A question for all you fellow instructors. Let’s assume the usual standard of client; beginner to intermediate. They have never had a lesson and have never given the mechanics of fly casting a second thought. The beginner can’t cast, obviously. The intermediate can cast a fly onto the water, in a fashion. He catches fish, he just knows he should be casting better than he is.
With beginners I do an explain and demonstrate emphasising accelerating the line by using casting arc, stroke length and stopping the hand, which, if done correctly, will lead to loop formation. I really emphasise that the whole point of the excercise is to create a dynamic loop.
I have often been astonished at the lack of understanding about what is going on during the cast when I teach intermediates so I often go through the exact same explain and demonstrate to try to flesh out their understanding of what should be happening. Several times I have had the comment ‘you were right about the loop thing’. It can be a real eye opener for some.
I then pass them the rod and see what happens. Sometimes, like last weekend, I hand them the rod and they can make an acceptable cast immediately. I have even had a few beginners ’get it’ almost straight away and the next hour or more is just pure joy. Most don’t ’get it’ immediately though and that’s when the bag of tricks come out, Lee Cummings triangle method, horizontal, etc etc.
I am now quite comfortable doing it this way but I sometimes wonder how others start with new clients.

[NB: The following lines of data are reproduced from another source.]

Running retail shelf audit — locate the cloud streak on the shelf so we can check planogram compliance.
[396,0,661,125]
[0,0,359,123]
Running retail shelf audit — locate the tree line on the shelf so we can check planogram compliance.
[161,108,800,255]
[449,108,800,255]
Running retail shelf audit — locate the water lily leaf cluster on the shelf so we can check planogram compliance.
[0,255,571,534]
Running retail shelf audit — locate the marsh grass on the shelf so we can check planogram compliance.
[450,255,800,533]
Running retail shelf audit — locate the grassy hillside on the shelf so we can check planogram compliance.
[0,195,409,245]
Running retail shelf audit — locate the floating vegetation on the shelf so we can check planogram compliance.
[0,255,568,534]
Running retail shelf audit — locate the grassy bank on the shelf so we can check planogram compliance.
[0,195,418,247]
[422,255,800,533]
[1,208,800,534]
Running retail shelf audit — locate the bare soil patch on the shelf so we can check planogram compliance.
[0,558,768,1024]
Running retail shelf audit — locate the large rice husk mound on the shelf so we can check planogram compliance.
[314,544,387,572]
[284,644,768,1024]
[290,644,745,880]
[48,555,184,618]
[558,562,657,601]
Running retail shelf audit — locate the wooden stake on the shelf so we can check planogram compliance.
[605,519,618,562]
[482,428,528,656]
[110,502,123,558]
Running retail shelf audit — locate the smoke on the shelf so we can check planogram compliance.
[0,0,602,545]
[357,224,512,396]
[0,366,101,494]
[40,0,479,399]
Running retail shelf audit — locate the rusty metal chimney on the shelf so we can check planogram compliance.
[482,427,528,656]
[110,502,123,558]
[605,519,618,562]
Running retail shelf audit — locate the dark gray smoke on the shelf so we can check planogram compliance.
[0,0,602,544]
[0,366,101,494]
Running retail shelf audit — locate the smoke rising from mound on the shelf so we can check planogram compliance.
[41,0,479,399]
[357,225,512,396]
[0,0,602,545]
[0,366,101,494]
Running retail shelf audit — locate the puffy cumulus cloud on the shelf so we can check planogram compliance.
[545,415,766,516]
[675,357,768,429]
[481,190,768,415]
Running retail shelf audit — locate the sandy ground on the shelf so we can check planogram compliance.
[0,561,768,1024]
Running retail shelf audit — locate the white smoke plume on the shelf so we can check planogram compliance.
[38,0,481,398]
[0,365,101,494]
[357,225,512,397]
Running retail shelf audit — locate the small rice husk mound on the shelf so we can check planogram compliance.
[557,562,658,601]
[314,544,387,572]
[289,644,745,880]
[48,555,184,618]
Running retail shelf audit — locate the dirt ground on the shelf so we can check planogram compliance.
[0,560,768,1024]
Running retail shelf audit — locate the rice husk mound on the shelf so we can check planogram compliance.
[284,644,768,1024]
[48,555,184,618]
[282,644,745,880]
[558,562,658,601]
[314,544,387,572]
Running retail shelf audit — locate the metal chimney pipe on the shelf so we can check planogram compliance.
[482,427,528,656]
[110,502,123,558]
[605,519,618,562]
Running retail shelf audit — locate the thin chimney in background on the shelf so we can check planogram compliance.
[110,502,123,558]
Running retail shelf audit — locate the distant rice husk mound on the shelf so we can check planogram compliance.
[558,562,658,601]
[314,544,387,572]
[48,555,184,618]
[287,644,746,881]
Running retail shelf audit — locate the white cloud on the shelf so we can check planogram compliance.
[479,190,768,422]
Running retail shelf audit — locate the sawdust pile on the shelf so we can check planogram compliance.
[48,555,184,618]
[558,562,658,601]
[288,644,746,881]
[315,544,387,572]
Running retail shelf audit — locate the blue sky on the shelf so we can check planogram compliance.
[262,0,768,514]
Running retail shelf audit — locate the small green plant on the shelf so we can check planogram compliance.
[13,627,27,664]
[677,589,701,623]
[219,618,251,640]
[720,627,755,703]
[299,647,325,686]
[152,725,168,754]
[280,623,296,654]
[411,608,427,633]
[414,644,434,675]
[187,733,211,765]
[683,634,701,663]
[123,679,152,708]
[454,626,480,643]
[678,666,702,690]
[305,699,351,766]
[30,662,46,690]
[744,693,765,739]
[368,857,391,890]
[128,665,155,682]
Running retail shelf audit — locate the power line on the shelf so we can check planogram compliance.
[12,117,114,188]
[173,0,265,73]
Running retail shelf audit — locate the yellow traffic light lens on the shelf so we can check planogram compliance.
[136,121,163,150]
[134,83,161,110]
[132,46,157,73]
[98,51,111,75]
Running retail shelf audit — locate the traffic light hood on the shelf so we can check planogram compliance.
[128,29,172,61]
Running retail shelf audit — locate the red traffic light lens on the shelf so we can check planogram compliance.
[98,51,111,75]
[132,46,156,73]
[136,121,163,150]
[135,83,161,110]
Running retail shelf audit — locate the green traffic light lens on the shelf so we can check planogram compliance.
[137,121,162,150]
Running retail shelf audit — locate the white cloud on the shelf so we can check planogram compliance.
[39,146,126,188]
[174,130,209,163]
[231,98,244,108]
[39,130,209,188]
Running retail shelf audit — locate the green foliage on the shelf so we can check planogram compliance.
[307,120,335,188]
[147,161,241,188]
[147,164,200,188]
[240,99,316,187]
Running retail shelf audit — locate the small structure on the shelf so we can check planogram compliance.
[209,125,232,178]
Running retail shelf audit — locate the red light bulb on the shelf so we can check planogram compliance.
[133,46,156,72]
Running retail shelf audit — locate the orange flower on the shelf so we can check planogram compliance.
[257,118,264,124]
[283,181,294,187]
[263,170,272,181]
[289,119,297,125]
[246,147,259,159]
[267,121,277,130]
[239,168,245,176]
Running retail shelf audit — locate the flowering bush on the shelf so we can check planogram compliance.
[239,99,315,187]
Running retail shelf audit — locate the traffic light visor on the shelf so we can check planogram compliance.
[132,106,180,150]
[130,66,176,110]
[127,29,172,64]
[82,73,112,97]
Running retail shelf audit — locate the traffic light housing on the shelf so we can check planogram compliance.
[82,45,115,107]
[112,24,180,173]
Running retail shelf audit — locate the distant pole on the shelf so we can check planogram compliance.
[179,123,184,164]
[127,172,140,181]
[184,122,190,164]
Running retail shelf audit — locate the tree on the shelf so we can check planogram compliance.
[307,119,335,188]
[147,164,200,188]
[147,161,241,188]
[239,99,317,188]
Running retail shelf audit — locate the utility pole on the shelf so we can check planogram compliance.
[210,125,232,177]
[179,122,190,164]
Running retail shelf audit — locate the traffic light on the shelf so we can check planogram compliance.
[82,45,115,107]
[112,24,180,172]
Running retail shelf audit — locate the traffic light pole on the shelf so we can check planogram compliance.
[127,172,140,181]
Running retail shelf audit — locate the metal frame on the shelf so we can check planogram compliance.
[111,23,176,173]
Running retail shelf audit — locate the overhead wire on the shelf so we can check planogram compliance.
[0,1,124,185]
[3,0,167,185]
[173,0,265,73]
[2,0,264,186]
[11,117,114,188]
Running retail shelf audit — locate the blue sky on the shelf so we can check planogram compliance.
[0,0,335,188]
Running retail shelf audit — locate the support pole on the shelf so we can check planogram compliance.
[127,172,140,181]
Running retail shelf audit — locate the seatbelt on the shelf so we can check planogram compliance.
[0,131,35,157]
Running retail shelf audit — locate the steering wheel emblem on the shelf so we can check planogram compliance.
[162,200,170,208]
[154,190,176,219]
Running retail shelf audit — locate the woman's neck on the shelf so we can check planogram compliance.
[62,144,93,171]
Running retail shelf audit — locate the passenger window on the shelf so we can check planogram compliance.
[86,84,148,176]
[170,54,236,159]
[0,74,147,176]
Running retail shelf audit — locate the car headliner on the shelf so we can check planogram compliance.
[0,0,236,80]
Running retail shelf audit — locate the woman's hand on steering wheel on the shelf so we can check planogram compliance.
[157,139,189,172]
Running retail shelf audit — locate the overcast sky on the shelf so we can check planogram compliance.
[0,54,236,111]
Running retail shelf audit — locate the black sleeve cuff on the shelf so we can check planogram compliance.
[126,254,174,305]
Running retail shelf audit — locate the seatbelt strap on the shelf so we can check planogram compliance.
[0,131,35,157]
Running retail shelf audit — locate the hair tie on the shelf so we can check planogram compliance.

Care to pass on your method?
Yes, I am still here. I just seem to be running around in ever decreasing circles. In March my diary ended abruptly (like a good stop should) near the end of June and I had plans to go fishing, mow the lawn, tend the garden and generally chill out. It just hasn’t turned out like that. Even last weekend, which was supposed to be blissfully uneventful suddenly got eventful with only a weeks notice. One minute I was pondering what to do with my free time, like, maybe, go fishing, the next I was booked to do three days demonstrating at the East of England show at Peterborough. Some of you may have seen Prince Charles getting his brogues a bit muddy on the telly. He came up on the Friday when the heavens opened and the site was more than a bit damp. It was so bloody wet I would not have been that surprised to see a run of sea-trout through the arena I was demonstrating in. I think those of us that demonstrate fly casting have drawn the short straw. In my arena we had gundog training, which included a springer pup. Sheep dog trials, which not only had dogs but indian runner ducks (instead of sheep) and children. A heavy horse strutting his stuff. Birds of prey being flown with chicks to be ahhed at. Beagles and foxhounds for kids to play with. And, me and my rod! Gimme a break. They drew adoring crowds, I had an audience of, and let’s be generous, half a dozen, five of which didn’t know one end of a rod from the other (I exaggerate, but only slightly). I need something, I don’t know what yet, that will draw a crowd. Something cute and funny, and I don’t mean Roger. I now understand why Charles Jardine has his Midge. If three-quarters of the audience decide they don’t get loop formation and abrupt stops they can at least watch the dog misbehaving and walk away afterwards with a smile on their faces. Job done. And it is a job, believe me. That’s not to say I didn’t enjoy myself, I did, especially when the weather improved and I could take my super-duper, extra long mac off.
I have two more weekends of casting stuff, including taking some people to their first casting on water with fish in. I hate that. I so want them to catch a fish and the guilt trip when they don’t. I could never be a guide. How do they cope with the bad days?
Right, off to trawl the internet, I wonder what I will get when I Google small and furry?